La vuelta a Europa de café en café

El continente evolucionó en establecimientos aireados por las corrientes de la Ilustración; muchos han desaparecido, otros siguen

La vuelta a Europa de café en café

Cerró el Comercial, en la Glorieta de Bilbao, uno de los pocos cafés literarios que iban quedando en Madrid. Su nombre está vinculado al chocolate con churros, las primeras camareras y los ilustres tertulianos.
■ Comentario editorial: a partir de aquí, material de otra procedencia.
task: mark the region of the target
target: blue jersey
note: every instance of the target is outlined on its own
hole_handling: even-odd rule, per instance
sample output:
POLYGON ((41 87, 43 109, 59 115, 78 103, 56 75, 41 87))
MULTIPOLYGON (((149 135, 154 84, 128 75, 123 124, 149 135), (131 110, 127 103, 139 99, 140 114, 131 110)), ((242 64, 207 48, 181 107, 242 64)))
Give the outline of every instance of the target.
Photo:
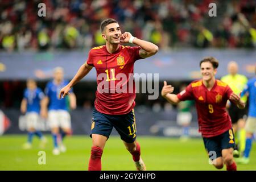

Camilo José Cela escribió de él en su novela "La Colmena" que allí las mesas eran lápidas puestas del revés.

Los cafés fueron durante tiempo la columna vertebral de una Europa que evolucionó en los cenáculos aireados por las corrientes de la Ilustración. En su conferencia del Nexus Institute de Amsterdam, George Steiner definió al viejo continente como un café repleto de gentes y palabras, donde se escribe poesía, conspira, filosofa y practica la civilizada tertulia. De Madrid a Viena, de San Petersburgo a París, de Berlín a Roma y de Praga a Lisboa... "No hay cafés primeros ni determinantes en Moscú, que ya es un suburbio de Asia. Muy pocos en Inglaterra después de una moda pasajera en el siglo XVIII. Ninguno en Norteamérica fuera del puesto avanzado galo de Nueva Orleans. Si trazamos el mapa de los cafés, tendremos uno de los indicadores esenciales de la idea de Europa". Mauricio Wiesenthal, en su "Libro de réquiems", se refiere a ellos como paradigma del espíritu humanista europeo.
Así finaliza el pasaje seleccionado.